TBMM Başkanı Kurtulmuş, Atatürk Kongre ve Kültür Merkezi Şehit Fethi Sekin Konferans Salonu'nda düzenlenen Balıkesir Üniversitesi 2025-2026 Akademik Yılı açılış töreninde yaptığı konuşmada, Türkiye'nin başarılı üniversitelerinden Balıkesir Üniversitesi'nin akademik yıl açılış törenine katılmaktan duyduğu memnuniyeti dile getirdi.

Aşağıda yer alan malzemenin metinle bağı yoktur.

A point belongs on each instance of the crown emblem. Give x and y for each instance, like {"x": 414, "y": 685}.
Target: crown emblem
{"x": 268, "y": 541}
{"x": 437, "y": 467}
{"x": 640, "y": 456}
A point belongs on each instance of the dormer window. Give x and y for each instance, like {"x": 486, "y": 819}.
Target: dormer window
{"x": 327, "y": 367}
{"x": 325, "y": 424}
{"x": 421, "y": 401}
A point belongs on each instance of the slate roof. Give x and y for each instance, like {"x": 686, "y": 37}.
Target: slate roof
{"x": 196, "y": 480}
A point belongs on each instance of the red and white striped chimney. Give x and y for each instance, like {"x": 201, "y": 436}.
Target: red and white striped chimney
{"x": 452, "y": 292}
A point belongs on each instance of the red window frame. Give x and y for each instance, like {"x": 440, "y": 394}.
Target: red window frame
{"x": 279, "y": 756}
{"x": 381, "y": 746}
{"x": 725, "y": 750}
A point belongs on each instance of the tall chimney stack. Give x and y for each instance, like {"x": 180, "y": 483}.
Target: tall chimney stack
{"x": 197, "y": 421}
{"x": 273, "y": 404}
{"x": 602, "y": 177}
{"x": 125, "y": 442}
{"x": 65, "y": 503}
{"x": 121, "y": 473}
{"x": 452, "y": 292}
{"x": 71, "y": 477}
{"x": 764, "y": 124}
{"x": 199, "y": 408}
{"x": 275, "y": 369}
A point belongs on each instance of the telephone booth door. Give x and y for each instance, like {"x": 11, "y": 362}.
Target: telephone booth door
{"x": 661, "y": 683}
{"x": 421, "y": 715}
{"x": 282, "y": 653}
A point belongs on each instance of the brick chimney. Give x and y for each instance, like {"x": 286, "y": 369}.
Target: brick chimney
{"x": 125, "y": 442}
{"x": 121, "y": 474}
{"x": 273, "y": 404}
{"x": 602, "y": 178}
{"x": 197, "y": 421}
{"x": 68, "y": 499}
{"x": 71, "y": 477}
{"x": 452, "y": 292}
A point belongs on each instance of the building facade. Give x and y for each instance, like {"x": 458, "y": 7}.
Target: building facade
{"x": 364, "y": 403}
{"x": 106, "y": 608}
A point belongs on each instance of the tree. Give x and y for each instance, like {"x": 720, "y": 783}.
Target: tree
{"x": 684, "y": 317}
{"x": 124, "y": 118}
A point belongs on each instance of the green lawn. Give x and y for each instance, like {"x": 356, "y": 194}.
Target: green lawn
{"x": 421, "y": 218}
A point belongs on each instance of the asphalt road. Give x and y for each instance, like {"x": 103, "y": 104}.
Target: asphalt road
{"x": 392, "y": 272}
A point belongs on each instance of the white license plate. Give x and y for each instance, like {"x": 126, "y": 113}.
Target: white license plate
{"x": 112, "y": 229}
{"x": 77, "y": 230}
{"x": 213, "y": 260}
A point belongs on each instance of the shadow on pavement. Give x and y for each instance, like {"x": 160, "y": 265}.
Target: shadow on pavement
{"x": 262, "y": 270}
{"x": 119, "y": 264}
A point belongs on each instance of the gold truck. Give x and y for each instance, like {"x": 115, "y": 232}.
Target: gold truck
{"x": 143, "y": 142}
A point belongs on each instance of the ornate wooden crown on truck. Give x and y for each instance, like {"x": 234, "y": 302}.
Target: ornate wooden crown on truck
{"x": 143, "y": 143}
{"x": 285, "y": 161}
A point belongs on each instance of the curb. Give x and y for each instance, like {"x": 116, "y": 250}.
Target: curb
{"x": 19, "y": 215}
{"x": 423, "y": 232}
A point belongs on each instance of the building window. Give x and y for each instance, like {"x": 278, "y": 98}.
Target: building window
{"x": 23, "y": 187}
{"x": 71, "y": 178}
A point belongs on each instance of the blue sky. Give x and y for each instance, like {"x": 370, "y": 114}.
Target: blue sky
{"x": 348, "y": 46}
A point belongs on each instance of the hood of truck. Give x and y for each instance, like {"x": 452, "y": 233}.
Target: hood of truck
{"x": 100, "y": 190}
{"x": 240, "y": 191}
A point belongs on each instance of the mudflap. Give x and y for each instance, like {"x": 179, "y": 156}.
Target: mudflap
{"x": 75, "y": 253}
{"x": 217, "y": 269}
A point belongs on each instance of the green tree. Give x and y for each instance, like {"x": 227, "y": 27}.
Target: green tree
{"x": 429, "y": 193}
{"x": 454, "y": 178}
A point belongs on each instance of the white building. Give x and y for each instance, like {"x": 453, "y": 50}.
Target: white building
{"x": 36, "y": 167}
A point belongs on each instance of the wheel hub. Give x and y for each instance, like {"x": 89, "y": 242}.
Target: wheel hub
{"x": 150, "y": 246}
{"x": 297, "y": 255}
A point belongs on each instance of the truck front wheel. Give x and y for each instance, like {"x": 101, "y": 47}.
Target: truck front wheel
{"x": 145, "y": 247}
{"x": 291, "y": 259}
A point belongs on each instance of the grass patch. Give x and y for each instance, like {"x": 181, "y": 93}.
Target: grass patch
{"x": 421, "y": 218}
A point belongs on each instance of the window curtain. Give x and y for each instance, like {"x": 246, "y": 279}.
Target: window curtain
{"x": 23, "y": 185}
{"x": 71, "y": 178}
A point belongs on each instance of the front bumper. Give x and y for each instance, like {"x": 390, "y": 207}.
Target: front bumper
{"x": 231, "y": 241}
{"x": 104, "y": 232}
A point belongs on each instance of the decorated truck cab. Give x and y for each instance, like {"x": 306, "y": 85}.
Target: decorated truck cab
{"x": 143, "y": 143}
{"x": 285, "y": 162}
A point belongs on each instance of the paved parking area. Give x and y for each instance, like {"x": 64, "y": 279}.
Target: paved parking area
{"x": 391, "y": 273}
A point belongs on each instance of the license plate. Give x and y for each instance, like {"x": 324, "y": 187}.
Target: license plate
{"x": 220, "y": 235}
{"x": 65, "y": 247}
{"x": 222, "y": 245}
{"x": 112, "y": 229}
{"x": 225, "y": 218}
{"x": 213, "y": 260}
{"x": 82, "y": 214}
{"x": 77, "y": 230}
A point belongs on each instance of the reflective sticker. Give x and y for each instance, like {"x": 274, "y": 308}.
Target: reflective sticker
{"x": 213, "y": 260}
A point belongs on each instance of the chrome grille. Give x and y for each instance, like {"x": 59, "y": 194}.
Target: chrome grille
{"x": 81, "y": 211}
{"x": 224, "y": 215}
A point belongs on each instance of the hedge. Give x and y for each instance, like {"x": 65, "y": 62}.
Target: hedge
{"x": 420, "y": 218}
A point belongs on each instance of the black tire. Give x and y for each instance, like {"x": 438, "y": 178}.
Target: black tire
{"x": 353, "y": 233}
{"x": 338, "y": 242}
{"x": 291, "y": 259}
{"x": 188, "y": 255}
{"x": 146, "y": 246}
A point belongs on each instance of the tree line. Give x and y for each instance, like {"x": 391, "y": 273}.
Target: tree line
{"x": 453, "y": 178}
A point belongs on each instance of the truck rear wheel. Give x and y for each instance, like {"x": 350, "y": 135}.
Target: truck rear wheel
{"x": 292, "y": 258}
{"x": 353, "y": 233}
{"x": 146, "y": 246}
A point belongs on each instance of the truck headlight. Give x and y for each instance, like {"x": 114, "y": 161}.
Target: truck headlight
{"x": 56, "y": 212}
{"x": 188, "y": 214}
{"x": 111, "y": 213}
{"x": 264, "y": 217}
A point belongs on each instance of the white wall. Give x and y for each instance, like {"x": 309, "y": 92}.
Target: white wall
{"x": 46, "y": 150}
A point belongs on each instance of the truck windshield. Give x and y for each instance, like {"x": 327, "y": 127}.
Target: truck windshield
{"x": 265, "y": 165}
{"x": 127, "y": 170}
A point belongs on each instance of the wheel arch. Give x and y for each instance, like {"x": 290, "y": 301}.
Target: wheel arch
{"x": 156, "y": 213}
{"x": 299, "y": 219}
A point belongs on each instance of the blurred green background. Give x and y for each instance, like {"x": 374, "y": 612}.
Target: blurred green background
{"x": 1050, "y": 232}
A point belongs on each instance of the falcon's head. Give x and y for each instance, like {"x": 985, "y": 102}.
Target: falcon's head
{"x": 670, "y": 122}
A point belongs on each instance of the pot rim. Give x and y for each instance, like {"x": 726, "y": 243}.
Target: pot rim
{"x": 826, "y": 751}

Geçen bir asırlık sürede dünyanın şartlarının ve emperyalizmin niteliğinin değiştiğini dile getiren Kurtulmuş, şunları kaydetti:

"Dün çok kabaca silahla, tüfekle, topla yaptıklarına bugün yeni birtakım yöntemleri de ilave ederek, ekleyerek yeniden dünyayı şekillendirmek, yeniden dünyayı parsellemek, kendi güç dengelerini yeniden şekillendirmek istiyorlar. Bu yeni dönemde aynı şekilde böl-parçala-yönet politikasından asla vazgeçmiş değillerdir, sadece kullandıkları yöntemlere ilave yöntemler eklemişlerdir. Bunlardan birisi, vekalet savaşları adını verdikleri terör örgütleri üzerinden oluşturmaya çalıştıkları birtakım bölme, parçalama meseleleridir. Çok şükür bir asır sonra Türkiye Cumhuriyet tarihimizin yaklaşık 40 küsur yılını mücadele ile geçirdiğimiz, gerçekten arkasındaki devletlerin silah desteklerine, istihbarat desteklerine, lojistik desteklerine rağmen mücadeleyle geçirdiğimiz ve kahraman şehitlerimizin, gazilerimizin gayretiyle sahada önlediğimiz terör örgütünün bugün artık tamamen tasfiye edileceği bir sürece girmiş bulunuyoruz.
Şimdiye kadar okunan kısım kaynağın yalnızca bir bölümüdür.